Apart from the three error dimensions influencing the reliability of data, other factors play a role in incomparability and uncertainty of inferences. Many reports of studies appear incomplete, and the lack of details raises questions. Incomplete reporting limits interpretation, but more importantly, this reporting factor should be distinguished from the methodological quality of the trial [72].

Statements like CONSORT [73], PRISMA [74], and MOOSE [75] aim to improve and to maximize the amount and correctness of information to be retrieved from publications. These guidelines also create awareness among researchers about the most important issues to report so that the quality of future research may increase. By following reporting guidelines the yield of the research question is likely to be increased (phase 1 in Figure 1).

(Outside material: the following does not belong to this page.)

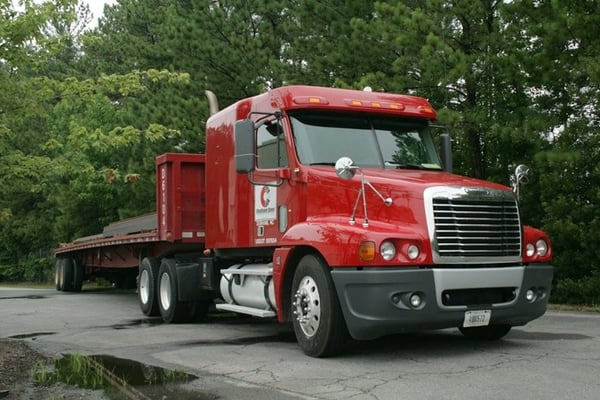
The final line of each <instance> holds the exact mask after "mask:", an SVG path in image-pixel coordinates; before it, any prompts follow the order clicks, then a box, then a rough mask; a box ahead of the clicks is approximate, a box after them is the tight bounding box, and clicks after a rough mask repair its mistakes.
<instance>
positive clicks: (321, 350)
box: [291, 254, 348, 357]
mask: <svg viewBox="0 0 600 400" xmlns="http://www.w3.org/2000/svg"><path fill="white" fill-rule="evenodd" d="M291 311H292V314H293V317H292V320H293V325H294V333H295V334H296V339H297V340H298V344H299V345H300V347H301V348H302V350H303V351H304V353H306V354H307V355H309V356H313V357H326V356H332V355H335V354H337V353H339V352H340V351H342V350H343V348H344V346H345V344H346V342H347V340H348V329H347V328H346V323H345V321H344V317H343V315H342V310H341V308H340V304H339V301H338V298H337V295H336V291H335V288H334V286H333V281H332V280H331V275H330V273H329V270H328V268H327V266H326V264H325V262H324V261H323V260H322V259H321V258H320V257H318V256H315V255H311V254H309V255H306V256H304V257H303V258H302V259H301V260H300V263H299V264H298V268H297V269H296V272H295V274H294V280H293V284H292V310H291Z"/></svg>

Standard error does not consider testing of multiple outcomes and multiple testing on accumulating data, which may also induce risks of random error due to multiplicity as well as correlations.

The division of all outcomes into 'primary' and 'secondary' outcome measures can be helpful as this division sets the standards for the evaluation of interventions. However, this division is artificial, and outcome measures, situated on the border of primary and secondary outcomes, exist. For example, one can argue that quality of life is a primary outcome rather than a secondary outcome. Further, there is also a quantitative aspect in the artificial division into primary and secondary outcomes. Small significant differences in primary outcome measures (e.g., bile duct injuries in patients undergoing cholecystectomy) may be found favouring one intervention, while large differences in secondary outcome measures (e.g., costs) may favour the comparator. Eventually, one may prefer the larger advantages in secondary outcomes to the smaller disadvantages in a primary outcome measure.

Another limitation in the outcome measure dimension is that often outcome measures are correlated and mostly this correlation is ignored. For example when mortality is an outcome measure and complications is another, which again counts deaths as complications, then there is a correlation between the two outcome measures. Authors usually carry out multiple univariate analyses ignoring correlations between outcome measures.

Step IV of the matrix includes the assessment of the size of the intervention effect, e.g., expressed in numbers-needed-to-treat to obtain benefit or to harm one patient with the intervention. This step is the last one since it is irrelevant to consider effect sizes and their directions if a study does not appear to be internally and externally valid.

Another aspect to consider is heterogeneity [76, 77]. Statistical heterogeneity reflects the between trial variance of meta-analytic intervention effect estimates rather than the play of chance [76]. Clinical heterogeneity, however, represents differences in populations, procedures, or interventions in daily practice. All these factors of clinical heterogeneity, together with concordance of in- and exclusion criteria should be considered whenever we want to implement results of available evidence. Assessment and consideration of heterogeneity or diversity, therefore, forms the final step before new evidence is implemented. Assessment of heterogeneity is not included in our matrix.